“Arki Na Granm’ma”
- Bachelor Photography
When I was young, I made many memories in my grandma’s garden with my family. As the seasons passed and the garden changed by my Oma’s eagerness, I grew too. But as I became older, at some point I felt like a part of me became a bit of a blur. In “Arki Na Granm’ma” which translates to “Listen To Grandma” in Sranantongo, I reconnect with this part of myself through the garden. Allowing me to ask my grandma about the things I subconsciously know, helping me to travel back in time and bring it back to the present.
follow link for the full video > https://youtu.be/ri7WV2kPwyI
Never before have I stepped foot in the country my ancestors started building their autonomous lives in after the abolishment of slavery on July 1st 1863 (1873). Never before have I gotten the chance to physically see the home which makes my aunt feel at peace, without worry. Never before have I been able to experience a tropically warm Christmas with my family. Never before have I been able to taste the manjas from my Oma’s manja tree. Never before have I been able to feel the embrace of my country through its warm air, hitting my body as I alight the plane. Never have I been, and so I have had to develop my cultural identity in a slightly different way.
I live in this in-between. In between, too much but also not nearly enough.
Never have I been. But where I have been.. is my Oma’s garden. A place full of colourful greenery, peaceful sounds and calming fragrances. A place full of life. Full of memories. My memories.
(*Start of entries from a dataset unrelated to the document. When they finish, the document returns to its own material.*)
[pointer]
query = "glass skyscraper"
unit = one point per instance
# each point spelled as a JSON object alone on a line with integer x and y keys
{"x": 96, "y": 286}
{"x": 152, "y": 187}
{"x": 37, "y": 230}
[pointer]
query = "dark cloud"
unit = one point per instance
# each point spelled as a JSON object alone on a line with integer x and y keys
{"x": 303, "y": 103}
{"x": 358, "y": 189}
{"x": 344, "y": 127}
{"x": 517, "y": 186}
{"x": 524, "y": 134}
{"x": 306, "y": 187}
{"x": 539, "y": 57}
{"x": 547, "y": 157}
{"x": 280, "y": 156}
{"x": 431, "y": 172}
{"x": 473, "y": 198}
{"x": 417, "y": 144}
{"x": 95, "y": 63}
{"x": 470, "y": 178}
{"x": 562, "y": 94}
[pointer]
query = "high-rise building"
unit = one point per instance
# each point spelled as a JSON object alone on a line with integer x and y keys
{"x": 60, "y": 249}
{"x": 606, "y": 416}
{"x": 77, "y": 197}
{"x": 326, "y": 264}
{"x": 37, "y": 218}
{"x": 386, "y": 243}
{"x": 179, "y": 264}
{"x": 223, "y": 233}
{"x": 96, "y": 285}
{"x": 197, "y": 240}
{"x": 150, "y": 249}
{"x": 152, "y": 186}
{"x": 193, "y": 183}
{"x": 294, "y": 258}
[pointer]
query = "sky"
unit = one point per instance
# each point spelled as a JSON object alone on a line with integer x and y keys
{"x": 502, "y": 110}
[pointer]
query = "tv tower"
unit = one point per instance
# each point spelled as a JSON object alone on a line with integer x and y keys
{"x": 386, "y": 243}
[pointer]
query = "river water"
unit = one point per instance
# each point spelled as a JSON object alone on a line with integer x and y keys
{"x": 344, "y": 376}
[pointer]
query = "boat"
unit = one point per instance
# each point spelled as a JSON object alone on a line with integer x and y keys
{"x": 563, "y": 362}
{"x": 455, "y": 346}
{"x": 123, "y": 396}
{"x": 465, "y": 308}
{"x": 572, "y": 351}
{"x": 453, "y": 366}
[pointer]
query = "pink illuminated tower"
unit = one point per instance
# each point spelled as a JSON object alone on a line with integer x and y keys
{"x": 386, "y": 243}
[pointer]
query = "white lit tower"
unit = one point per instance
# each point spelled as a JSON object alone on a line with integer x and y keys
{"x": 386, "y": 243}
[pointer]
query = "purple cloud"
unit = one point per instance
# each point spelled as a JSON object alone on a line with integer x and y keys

This ongoing work consisting of images, letters and a short film helps me to create a dialogue about the development of (cultural) identities with not only my family, friends, and others; but mostly with myself. Arki Na Granm’ma is a work which helps me to reconnect and reclaim my (cultural) identity. A work which I hope inspires other Afro-diasporic people living in predominantly white countries to take charge of their cultural identity without the voices of others in mind, never holding back. It’s always too much or not nearly enough, but it’s I who knows who I really am.